LSP is a tool which has been developed at the end of the ’90s at IMD in Switzerland based on the studies of Johan Roos and Bart Victor who introduced the “serious play” concept and process as a way to enable managers to describe, create and challenge the views of their business. The Serious Play approach was then further developed and brought into LEGO SERIOUS PLAY by Robert Rasmussen, who worked at LEGO at that time, and who is the main architect of the LSP methodology and one of the most inspiring and LSP enthusiast.
The LEGO SERIOUS PLAY Facilitators’ meeting
Insights on the Method: building models to explore ideas
LEGO-interviews are an innovative investigative method to delve into reality developed by Patrizia Bertini starting from the basic theoretical principles of constructionism and from a deep knowledge and experience with underlying LEGO® SERIOUS PLAY® (LSP).
This interviewing method has been developed to challenge traditional journalism, as an attempt to explore the world through other people’s perception of reality and their views.
Journalistic interviews are generally based on well defined dynamics, on journalists’ capacity and on a constant tension between the interviewer and the interviewees. There is a large literature about this and there are experts who specifically train politicians and influent public people on how to handle and conduct interviews in order to dominate the conversation and to provide a good and safe image of themselves. And there are also a number of books and essays that teach journalists how to make effective interviwes. Everything is codified, recognisable and known.

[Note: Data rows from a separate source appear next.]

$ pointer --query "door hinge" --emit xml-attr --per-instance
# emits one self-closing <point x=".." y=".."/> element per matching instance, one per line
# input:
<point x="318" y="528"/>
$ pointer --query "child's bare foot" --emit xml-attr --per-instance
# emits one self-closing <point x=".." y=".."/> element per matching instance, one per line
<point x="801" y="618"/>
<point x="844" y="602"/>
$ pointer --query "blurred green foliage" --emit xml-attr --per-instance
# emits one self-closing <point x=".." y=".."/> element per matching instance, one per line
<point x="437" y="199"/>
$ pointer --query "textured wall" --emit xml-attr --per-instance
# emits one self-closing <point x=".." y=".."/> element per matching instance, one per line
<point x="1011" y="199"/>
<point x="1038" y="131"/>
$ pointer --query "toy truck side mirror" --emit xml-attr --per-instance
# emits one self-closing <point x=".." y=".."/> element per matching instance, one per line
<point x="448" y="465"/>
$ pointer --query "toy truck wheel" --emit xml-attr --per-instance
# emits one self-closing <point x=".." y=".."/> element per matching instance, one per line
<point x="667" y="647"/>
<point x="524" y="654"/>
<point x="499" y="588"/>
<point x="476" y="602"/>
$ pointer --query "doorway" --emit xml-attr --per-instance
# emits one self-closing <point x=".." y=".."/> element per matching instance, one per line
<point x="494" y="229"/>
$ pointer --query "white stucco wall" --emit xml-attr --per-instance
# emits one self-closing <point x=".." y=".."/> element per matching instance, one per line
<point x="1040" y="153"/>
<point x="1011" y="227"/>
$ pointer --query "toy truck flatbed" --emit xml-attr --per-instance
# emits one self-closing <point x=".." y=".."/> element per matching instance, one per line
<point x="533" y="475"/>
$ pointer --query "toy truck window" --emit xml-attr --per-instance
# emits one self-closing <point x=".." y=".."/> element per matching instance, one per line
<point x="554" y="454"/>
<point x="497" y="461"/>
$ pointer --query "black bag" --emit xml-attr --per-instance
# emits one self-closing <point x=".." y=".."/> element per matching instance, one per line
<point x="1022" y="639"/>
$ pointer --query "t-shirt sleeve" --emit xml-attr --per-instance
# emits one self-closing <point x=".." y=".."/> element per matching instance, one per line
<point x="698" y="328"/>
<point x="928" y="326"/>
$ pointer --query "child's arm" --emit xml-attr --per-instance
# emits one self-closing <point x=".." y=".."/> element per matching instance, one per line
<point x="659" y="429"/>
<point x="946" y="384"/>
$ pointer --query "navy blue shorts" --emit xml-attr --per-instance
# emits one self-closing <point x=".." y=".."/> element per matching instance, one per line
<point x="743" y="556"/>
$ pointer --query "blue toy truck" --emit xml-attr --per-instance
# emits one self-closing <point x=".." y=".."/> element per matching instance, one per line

LEGO-interviews’ challenge is that of radically changing the psychological and relational dynamics between the journalist and the interviewee so that the cognitive processes underlying the interaction are completely different: the interviewer and the interviewee are not anymore opponents but they collaborate, they literally construct the interview together with an original process that produces unexpected contents which most the time surprise the interviewees too.
LegoViews and Socrates’ Midwife
According to Wikipedia, “An interview is a conversation between two people (the interviewer and the interviewee) where questions are asked by the interviewer to obtain information from the interviewee.”
LegoViews (LWs) do not much differ in the aim, though they deeply differ in the cognitive mechanisms they involve and in the process. Most of the best interviews we can think of, realised by investigative journalists, deeply delve topics in an argumentative way and the interview, in most cases, it’s a dialectic and cognitive fight between the interviewer and the interviewee. John Pilger, for instance, and most investigative journalists, are masters in the art of challenging their interviewee and dominate the dialectic fight.
LegoViews are not fights, they are collaborative dialogues, they are conversations.